Leave delayed, catch up and all the other stock terms behind. Like Shecki said in her comment a few posts back, her son is retarded. It's not a harsh term. It's the truth. He is never going to catch up because he cannot. He CAN be helped to strive to reach his potential, and no one knows what his potential is, but he will never do what his healthy peers can do. Not even eat like they do. Now, as I type this I am not neglecting real God-given healing miracles that are always possible. But as Christians, we know that suffering is part of our existence on earth and it's for a reason. Even the suffering of little children. And we can still find happiness in our lives despite and often IN spite of our challenges.

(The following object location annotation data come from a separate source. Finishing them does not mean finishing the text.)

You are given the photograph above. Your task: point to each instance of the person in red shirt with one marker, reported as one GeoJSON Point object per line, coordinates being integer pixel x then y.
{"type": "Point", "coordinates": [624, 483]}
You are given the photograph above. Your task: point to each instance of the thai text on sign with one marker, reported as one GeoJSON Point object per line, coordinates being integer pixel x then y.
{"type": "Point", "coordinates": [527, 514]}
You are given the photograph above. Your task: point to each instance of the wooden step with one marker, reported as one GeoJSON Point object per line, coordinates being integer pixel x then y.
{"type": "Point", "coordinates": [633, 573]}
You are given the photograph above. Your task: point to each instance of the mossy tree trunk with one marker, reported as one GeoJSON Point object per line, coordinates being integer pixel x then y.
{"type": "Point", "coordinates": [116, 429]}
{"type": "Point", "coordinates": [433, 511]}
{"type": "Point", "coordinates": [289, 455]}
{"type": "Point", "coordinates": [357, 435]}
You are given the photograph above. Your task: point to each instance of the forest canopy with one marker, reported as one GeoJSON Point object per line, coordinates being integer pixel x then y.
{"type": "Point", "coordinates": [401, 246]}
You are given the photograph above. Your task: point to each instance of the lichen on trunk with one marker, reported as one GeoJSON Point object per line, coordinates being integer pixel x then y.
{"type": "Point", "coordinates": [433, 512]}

I cannot fill all the gaps my girls have. It's impossible. They cannot catch up. They will never be "normal" because they lack so much and there is permanent damage to their brains and bodies because of their life in the orphanages, malnutrition causing stunted growth, for example. The question really is this: Can they can gain enough to be able to COMPENSATE and function adequately in society?

I believe my oldest, Sissy, can compensate. She's already doing it. There are huge gaps and lacks, but she's finding ways to compensate and function.

I don't know if Blossom can. She has made progress, but her starting level is so very low and she's moving so slowly that only time will tell. One of her biggest handicaps is actually her greatest strength. She loves people and being with people - desperately. She's outgoing to the point of indiscriminate attachment. People see a charming, outgoing girl and wonder what's wrong with ME! Well, they don't see everything else that's going on with HER...

I don't know if Jie Jie can compensate, but she has a better chance at it than Blossom because she's younger and not as behind for her chronological age - providing she keeps progressing, but it's her slowing down in progress that's caused me great concern lately. She tried to compensate by bluffing and lying and sneaking. Not a good way to cope. At least things are looking better for her now that she's been caught and has to admit her lack of understanding at even the simplest things and put aside embarrassment and shame and realize this is what it is and we have to face it and deal with it accordingly.

2 comments:

Anonymous said...

Jie Jie's world has been completely rocked. In 3 years, she went from being your only "baby" to now one of 4, and not the "baby" of your family anymore. She may yet make better choices again. Can you ever get a sitter and do things one on one with the girls? I think Jie Jie would love your undivided attention. It has been 5 years since my oldest ceased being the baby of the family, but she still sometimes seems resentful that she had to give up her place as the baby.

Anonymous said...

Your three oldest girls have an awful lot going on -- until you nail down the specifics of their learning disabilities/processing delays, you can't really gauge the odds of them being able to "compensate".